Performance Improvement of Speaker Identification in Noisy Conditions

Performance Improvement of Speaker Identification in Noisy Conditions

Mohammad Mehdi Homayounpour, Ebrahim Sharifnavabi


Speaker identification systems are not only used in ordinary environment but are also used in adverse conditions with obtrusive factors. Voice inconformity can decrease the recognition performance because the training and testing environments may be different. In this paper, our objective is to render speaker identification systems robust against noisy and adverse conditions over telephone or internet. Utterances of 50 speakers from telephony FarsDat Speech database were used to evaluate our speaker identification system in noisy conditions.

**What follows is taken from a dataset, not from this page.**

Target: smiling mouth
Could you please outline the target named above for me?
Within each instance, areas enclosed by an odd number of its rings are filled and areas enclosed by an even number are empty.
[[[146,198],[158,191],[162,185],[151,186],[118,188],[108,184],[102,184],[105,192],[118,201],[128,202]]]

After removing silence from speech, signal to noise ratio of speech files are changed to 5, 10, 15 and 20dB. LPCC, LFCC, MFCC and MFCC coefficients obtained from Relative Autocorrelation Sequence (RAS) were used as speech features. GMM was used to model speakers. MFCCs were evaluated as the best feature among all cepstral features mentioned above. It was observed that removing the first cepstrum coefficient which represents the frame energy improves identification performance for 10.4%. Linear Weighting of cepstral coefficients, Band Pass Liftering, Cepstral Mean Subtraction, Post Filter, Dynamic Cepstral coefficients were also studied for more robustness. Almost all of these methods improve the identification performance. Linear Weighting was the best method among them. Combinations of the above methods were also evaluated. Most of these combinations led to better performances. The best result was obtained when MFCC coefficients with Linear Weighting and delta MFCC coefficients were used simultaneously in a feature vector.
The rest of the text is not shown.